Parlando di circolazione dei dati personali nelle piattaforme digitali, con quali modalità si può realizzare?
La circolazione dei dati personali nelle piattaforme digitali può realizzarsi, innanzi tutto, mediante lo scambio del consenso, da parte dell’utente, al trattamento dei dati personali in funzione di corrispettivo (non pecuniario) per un bene o un servizio fornito dal gestore della piattaforma.
In dottrina si discute circa l’ammissibilità di tale schema negoziale, ma il medesimo sembra essere, ormai, una inevitabile realtà, sostanzialmente confermata anche dalla Direttiva 2019/770/UE sulla fornitura di contenuti e servizi digitali (cfr. art. 3). Con la pronuncia poc’anzi ricordata, la Corte di Cassazione ha, peraltro, precisato a quali condizioni siffatto scambio di dati vs beni o servizi può essere considerato lecito, collocandosi nella prospettiva, che mi pare condivisibile, secondo cui l’ordinamento non vieta tale scambio, ma esige che il medesimo sia frutto di un consenso dell’interessato in alcun modo coartato.
I dati personali possono, inoltre, circolare in seguito all’esercizio, da parte dell’interessato, del diritto alla portabilità dei dati, consistente nella facoltà di trasferire i propri dati da un titolare del trattamento all’altro (cfr. art. 20 GDPR).
L’effettività del diritto alla portabilità dei dati dipende, tuttavia, dall’interoperabilità del formato dei dati, che, nel contesto del GDPR, è soltanto incoraggiata, senza che siano previsti vincoli o doveri coercibili in capo ai titolari del trattamento (cfr. considerando n. 68).

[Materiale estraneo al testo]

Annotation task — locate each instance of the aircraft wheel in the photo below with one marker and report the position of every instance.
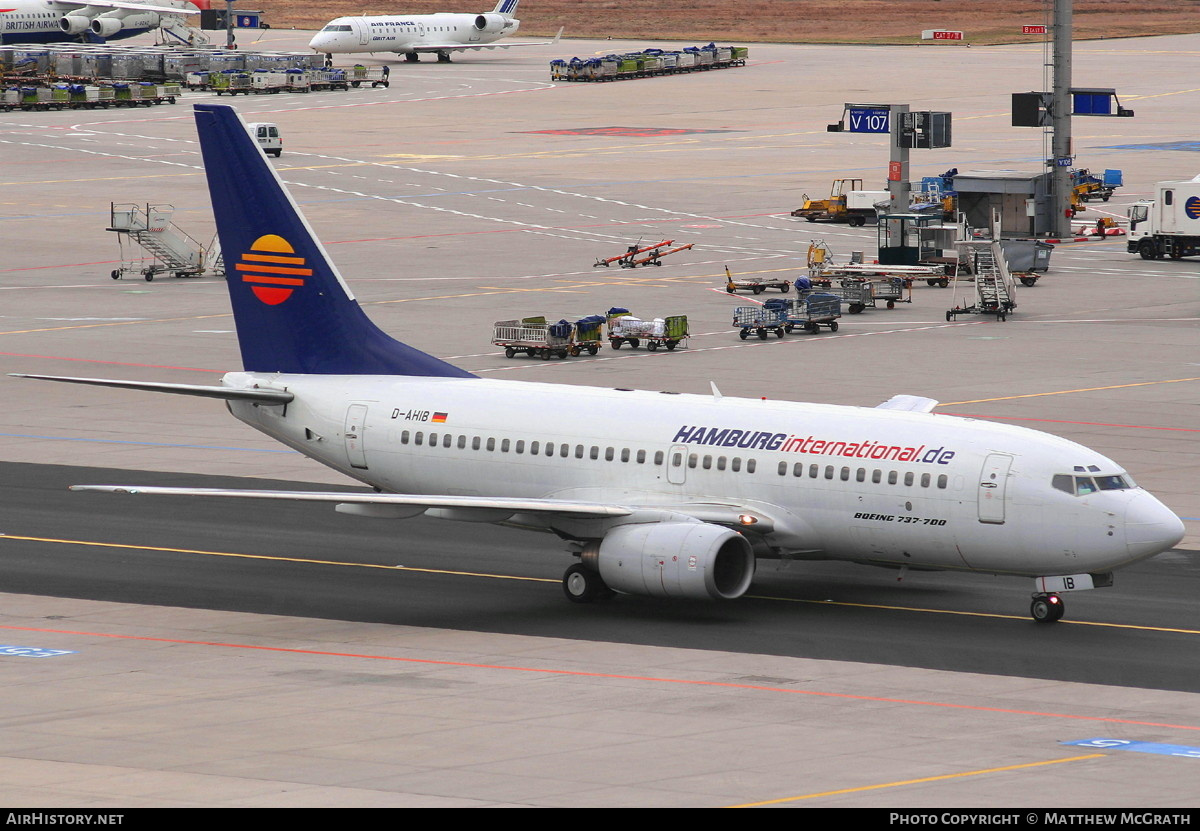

Il diritto alla portabilità dei dati risulta rafforzato nell’ambito del recente Data Act, una proposta di Regolamento presentata dalla Commissione Europea lo scorso 23 febbraio, che intende disciplinare l’accesso e l’utilizzo dei dati generati dai dispositivi connessi (es. elettrodomestici smart, assistenti vocali, etc.) e dai servizi a questi correlati. All’interno di questa nuova proposta di Regolamento, la portabilità viene, infatti, estesa anche ai dati non personali o che si riferiscono a persone giuridiche, e si prevede, inoltre, che l’utente possa richiedere che tali dati siano messi a disposizione dei soggetti terzi in maniera continuativa ed in tempo reale (cfr. art. 5). Tra i terzi beneficiari di un simile trasferimento di dati, non possono, però, figurare le piattaforme di grandi dimensioni (c.d. “gatekeeper”), in quanto il legislatore europeo ha ritenuto opportuno non consolidare ulteriormente la posizione di potere di cui già godono le Big Tech, per favorire, piuttosto, l’accesso a tali dati da parte di start-up e di PMI dei settori tradizionali (cfr. considerando n. 36).